With Congress' blessing, President Bush has turned out to be a shameless profligate, throwing fiscal caution to the wind and splattering the nation with red ink. His policies have turned a projected $5.6 trillion surplus (over 10 years) into a projected deficit of $3.3 trillion. That's a staggering $8.9 trillion fiscal reversal. With every second -- every single tick of the clock -- that this administration is in office, it is responsible for adding roughly $680 to the federal deficit. An American child born today will inherit a promissory note -- which might as well be a tax increase -- of more than $27,000.
And yet, for all of President Bush's drunken-sailor spending, precious little of it has been invested in empowering people who desperately need a hand-up from their government to rebuild their lives. Instead, the president has fattened up the Pentagon, ladled out tax breaks for wealthy individuals and pried open the treasury for the oil, insurance and pharmaceutical industries.
It's time to rearrange our federal budget priorities, which have become completely distorted on the Republicans' watch. It's nothing short of scandalous that a nation spending trillions of dollars a year would tolerate a threadbare social safety net. Take it from a former welfare mother like me -- programs like Medicaid and school nutrition are a lifesaving last resort for millions of American families.
It's time to question the hallowed, untouchable status of some of our bigger budget items. For example, it's been an open secret for years that the Pentagon is rife with waste -- remember the $600 toilet seats of 1980s lore? Fifteen years after the fall of the Berlin Wall, the sclerotic Pentagon bureaucracy is still fighting the Cold War, still procuring weapons systems that have nothing to do with the security threats we face today.
So today, I'm joining my fellow Congressional Progressive Caucus co-chair Barbara Lee in introducing the Common Sense Budget Act (CSBA), which would divert $60 billion of unnecessary Pentagon spending to underfunded domestic priorities. Among the cuts: $7 billion from the National Missile Defense Program and $13 billion to reduce the American nuclear arsenal to 1,000 warheads.
These obsolete Pentagon expenditures have been identified by a team of military experts led by defense scholar Lawrence Korb, whose knows a thing or two about what and how the Pentagon spends -- he was President Reagan's assistant secretary of defense for Manpower, Installation and Logistics.

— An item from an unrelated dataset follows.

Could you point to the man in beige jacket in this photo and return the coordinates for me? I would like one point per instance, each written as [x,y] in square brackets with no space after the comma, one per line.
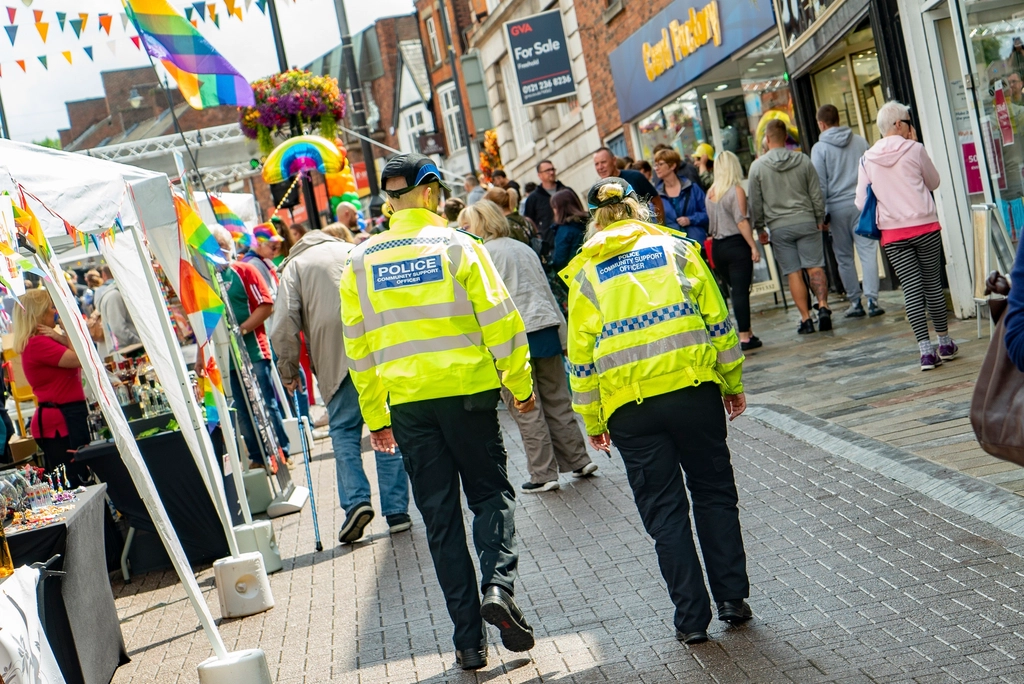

The $60 billion would be reallocated as follows:
- Children's Health Care: $10 billion annually to provide health care coverage for the millions of uninsured American children.
- School Reconstruction: $10 billion over 12 years to rebuild and modernize every public K-12 school in the country.

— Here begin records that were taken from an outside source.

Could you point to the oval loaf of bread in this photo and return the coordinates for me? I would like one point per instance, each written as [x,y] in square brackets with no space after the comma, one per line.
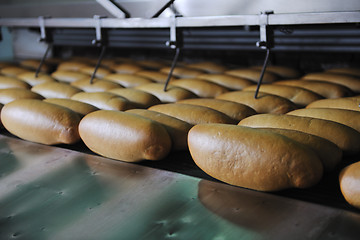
[41,122]
[349,179]
[346,138]
[124,136]
[253,158]
[329,154]
[55,90]
[347,117]
[177,129]
[299,96]
[265,103]
[325,89]
[236,111]
[193,114]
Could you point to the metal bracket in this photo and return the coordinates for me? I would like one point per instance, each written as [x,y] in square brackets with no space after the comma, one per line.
[44,37]
[266,42]
[114,8]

- Job Training: $5 billion per year to retrain 250,000 Americans who have lost their jobs because of foreign trade.
- Energy Independence: $10 billion each year to kick the imported oil habit by investing in efficient, renewable energy sources.
- Homeland Security: $5 billion a year to make up for funding shortfalls in emergency preparedness, infrastructure upgrades and grants for first responders.
- Medical Research: $2 billion a year to restore recent cuts to the National Institutes of Health budget.
- Global Hunger: $13 billion a year in humanitarian assistance that allows poor nations to feed 6 million children who are at risk of dying from starvation every year.
- Deficit Reduction: $5 billion devoted to putting a dent, however small, in the $8.2 trillion national debt.